While his younger brother bounced through balloon fights with children at the WellChild awards and splashy announcements of a £1.1m donation to Children in Need and more than £360,000 for the injured children of Gaza and Ukraine, William dutifully trudged from Berkshire to Lambeth to Cardiff for engagements which also championed young people and mental health awareness.

Prince William was at the Principality Stadium in Cardiff on Wednesday, visiting a mental health hub with the Wales rugby captain Jac Morgan
CHRIS JACKSON/GETTY IMAGES
As much as Harry insists he remains committed to “a life of public service”, the reality is he walked away from the daily grind five years ago, with profound consequences for William and his family. Those wounds run deep.
For all Harry’s assaults on the royal family during Queen Elizabeth’s final years, the missiles fired in his memoir, Spare, the bombshells of the Sussexes’ Netflix documentary and all the interviews in between, friends say it is the fact there is no longer a wingman, a brother to share the present and future heavy load, that has always stung William most. He may never forgive him for the impact that has on Catherine, who is in remission from cancer, and Prince George, 12, Princess Charlotte, ten, and Prince Louis, seven, whose future responsibilities may have differed slightly if the Sussexes had stuck around.
As a close friend told me after Harry and Meghan left these shores, William “definitely feels the pressure now it’s all on him. His future looks different because of his brother’s choices. It’s not easy.”

Harry at a Diana Award event in London, his final engagement before leaving the UK on Thursday
AARON CHOWN/POOL/AFP
Now the King has taken the first tentative step on the path towards reconciliation, the spotlight will turn to William, along with questions of whether he will, or should, do the same. There will be public commentary, expectation and hope that if a father considers forgiveness, why not a brother? But as another of William’s closest friends once told me, when it comes to relationships with the future king, “it is all about trust and loyalty”. William feels he has lost both with Harry and that may prove too difficult a roadblock to pass.
The King is now back at Balmoral for a few days before returning to London for the Duchess of Kent’s funeral on Tuesday, then hosting the Trumps at Windsor Castle from Wednesday on their state visit.

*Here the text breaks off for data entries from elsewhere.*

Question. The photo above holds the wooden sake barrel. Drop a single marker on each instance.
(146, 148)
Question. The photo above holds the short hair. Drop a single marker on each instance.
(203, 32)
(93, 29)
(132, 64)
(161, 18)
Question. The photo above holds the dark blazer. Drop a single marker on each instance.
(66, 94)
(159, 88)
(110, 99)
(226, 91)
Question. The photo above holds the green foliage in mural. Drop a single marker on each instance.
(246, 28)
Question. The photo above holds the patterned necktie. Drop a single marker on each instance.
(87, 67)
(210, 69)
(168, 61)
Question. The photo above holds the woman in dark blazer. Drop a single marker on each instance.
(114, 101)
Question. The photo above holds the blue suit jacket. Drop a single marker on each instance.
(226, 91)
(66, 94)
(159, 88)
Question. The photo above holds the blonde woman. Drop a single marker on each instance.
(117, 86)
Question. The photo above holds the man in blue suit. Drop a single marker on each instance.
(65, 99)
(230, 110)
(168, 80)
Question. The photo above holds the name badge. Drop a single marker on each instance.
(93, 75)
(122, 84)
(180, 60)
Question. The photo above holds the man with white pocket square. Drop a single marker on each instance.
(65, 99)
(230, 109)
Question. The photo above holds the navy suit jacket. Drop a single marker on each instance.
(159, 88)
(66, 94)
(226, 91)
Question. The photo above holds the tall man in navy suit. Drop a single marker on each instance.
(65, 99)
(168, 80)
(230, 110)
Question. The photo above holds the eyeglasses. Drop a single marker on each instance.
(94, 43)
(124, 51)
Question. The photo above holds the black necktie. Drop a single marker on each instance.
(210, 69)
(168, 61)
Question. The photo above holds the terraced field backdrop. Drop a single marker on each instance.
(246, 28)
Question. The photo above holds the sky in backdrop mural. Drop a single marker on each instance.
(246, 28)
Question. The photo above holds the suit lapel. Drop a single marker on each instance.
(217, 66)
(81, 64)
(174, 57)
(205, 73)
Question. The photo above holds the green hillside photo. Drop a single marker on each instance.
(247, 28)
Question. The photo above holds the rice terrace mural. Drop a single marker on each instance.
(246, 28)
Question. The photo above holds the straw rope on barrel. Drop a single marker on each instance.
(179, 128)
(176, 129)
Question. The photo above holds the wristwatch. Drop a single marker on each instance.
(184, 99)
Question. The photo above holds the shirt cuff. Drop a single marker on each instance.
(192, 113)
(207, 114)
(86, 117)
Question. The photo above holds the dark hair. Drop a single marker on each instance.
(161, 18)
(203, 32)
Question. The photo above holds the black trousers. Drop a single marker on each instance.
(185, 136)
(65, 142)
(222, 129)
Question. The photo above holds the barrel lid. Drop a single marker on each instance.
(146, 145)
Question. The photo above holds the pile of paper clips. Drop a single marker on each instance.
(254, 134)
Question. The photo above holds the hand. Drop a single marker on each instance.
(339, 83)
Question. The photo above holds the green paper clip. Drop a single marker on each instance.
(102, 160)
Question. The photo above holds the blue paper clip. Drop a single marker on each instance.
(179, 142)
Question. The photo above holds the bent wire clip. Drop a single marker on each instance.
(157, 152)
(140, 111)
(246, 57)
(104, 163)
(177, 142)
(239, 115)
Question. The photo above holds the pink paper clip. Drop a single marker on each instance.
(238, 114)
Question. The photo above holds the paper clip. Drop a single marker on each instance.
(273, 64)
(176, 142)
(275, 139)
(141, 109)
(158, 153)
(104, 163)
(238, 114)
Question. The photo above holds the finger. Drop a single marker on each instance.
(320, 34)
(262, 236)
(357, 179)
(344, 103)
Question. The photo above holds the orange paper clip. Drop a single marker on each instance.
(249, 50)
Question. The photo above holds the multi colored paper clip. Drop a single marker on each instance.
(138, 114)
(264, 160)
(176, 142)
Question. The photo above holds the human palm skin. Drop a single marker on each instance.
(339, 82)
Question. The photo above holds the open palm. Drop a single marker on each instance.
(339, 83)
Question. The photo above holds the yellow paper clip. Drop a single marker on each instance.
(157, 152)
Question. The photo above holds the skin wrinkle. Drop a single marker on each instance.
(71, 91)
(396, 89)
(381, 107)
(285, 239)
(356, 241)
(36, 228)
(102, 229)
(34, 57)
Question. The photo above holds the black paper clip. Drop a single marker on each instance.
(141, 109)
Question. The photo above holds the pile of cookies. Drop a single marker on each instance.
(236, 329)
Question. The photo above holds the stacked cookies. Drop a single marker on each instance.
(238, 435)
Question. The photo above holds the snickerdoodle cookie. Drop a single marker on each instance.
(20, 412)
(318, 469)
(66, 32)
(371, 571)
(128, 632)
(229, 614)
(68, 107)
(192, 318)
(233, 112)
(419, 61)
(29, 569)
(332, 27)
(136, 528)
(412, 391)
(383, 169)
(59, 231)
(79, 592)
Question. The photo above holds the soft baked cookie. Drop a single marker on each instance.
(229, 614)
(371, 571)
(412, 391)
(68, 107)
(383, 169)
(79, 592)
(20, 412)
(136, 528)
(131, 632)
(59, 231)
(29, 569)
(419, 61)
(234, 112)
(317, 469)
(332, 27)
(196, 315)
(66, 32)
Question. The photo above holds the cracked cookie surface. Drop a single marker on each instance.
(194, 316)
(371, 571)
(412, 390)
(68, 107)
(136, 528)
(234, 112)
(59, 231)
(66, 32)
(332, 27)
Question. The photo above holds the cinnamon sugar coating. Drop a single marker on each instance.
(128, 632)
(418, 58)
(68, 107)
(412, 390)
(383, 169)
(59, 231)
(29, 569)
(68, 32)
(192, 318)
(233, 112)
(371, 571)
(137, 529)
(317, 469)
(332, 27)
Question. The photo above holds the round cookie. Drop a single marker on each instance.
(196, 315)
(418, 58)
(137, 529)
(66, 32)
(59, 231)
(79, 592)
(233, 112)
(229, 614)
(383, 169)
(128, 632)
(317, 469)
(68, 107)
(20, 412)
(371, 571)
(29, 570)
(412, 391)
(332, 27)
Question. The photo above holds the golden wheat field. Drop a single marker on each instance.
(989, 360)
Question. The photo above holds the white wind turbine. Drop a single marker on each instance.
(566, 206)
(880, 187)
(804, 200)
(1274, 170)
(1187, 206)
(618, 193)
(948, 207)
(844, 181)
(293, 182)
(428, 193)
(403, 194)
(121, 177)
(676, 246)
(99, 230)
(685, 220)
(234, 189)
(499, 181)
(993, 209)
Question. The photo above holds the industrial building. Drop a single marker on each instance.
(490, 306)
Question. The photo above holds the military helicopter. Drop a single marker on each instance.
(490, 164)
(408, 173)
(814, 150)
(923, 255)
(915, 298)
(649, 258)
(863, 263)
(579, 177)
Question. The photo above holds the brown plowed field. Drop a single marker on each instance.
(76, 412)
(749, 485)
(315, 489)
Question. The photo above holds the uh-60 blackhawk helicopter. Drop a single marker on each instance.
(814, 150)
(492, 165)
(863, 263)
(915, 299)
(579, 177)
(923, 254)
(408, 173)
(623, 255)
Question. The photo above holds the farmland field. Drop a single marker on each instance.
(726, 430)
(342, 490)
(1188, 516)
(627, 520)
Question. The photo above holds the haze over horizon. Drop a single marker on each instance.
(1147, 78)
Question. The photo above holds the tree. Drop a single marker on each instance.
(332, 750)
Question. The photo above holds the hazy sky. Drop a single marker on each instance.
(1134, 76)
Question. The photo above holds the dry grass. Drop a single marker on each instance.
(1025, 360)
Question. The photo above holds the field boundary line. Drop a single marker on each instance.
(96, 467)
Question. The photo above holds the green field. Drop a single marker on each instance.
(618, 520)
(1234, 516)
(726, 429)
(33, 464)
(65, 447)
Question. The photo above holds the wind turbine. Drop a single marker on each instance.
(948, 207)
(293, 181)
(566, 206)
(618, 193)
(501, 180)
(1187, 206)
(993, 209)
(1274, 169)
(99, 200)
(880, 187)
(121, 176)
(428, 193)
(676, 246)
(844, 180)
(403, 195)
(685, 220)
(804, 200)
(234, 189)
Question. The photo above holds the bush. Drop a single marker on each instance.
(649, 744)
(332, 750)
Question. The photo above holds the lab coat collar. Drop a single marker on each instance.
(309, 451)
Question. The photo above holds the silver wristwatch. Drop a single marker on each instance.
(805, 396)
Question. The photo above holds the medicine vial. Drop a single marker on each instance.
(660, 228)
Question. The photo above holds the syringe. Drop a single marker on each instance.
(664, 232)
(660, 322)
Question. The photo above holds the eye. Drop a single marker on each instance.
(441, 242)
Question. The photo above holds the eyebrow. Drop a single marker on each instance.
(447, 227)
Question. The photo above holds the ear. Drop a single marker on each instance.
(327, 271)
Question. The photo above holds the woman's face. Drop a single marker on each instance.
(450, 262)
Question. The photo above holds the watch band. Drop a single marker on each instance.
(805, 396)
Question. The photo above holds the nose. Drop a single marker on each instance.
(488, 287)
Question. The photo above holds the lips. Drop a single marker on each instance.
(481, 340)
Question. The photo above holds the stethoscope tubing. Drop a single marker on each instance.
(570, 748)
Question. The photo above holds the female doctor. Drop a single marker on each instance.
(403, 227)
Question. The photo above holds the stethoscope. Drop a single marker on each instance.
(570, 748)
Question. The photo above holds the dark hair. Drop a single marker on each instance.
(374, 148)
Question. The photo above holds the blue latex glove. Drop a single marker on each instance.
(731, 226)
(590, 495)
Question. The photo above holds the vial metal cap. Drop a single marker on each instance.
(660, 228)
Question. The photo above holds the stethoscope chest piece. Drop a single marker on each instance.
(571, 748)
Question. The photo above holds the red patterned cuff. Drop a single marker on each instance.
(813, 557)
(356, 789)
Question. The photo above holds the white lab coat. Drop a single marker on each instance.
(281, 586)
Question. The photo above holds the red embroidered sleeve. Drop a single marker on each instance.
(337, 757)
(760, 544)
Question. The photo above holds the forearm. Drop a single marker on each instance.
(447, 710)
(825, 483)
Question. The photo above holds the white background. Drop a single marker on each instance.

Charles will have briefed the Queen on his meeting with Harry, who has described her as “dangerous” and “a villain” who “left bodies in the street” in her quest to improve her public image. Camilla could be forgiven for not being jubilant about her husband’s reunion with Harry.
As a royal source said: “He has been extremely unkind to her in print and in word and she doesn’t forgive easily.” And as a close friend of the King said: “The royal family make elephants look like they have short memories.” Some members of the family may, in time, forgive Harry for the damage and hurt they feel he has caused, but none of them will forget.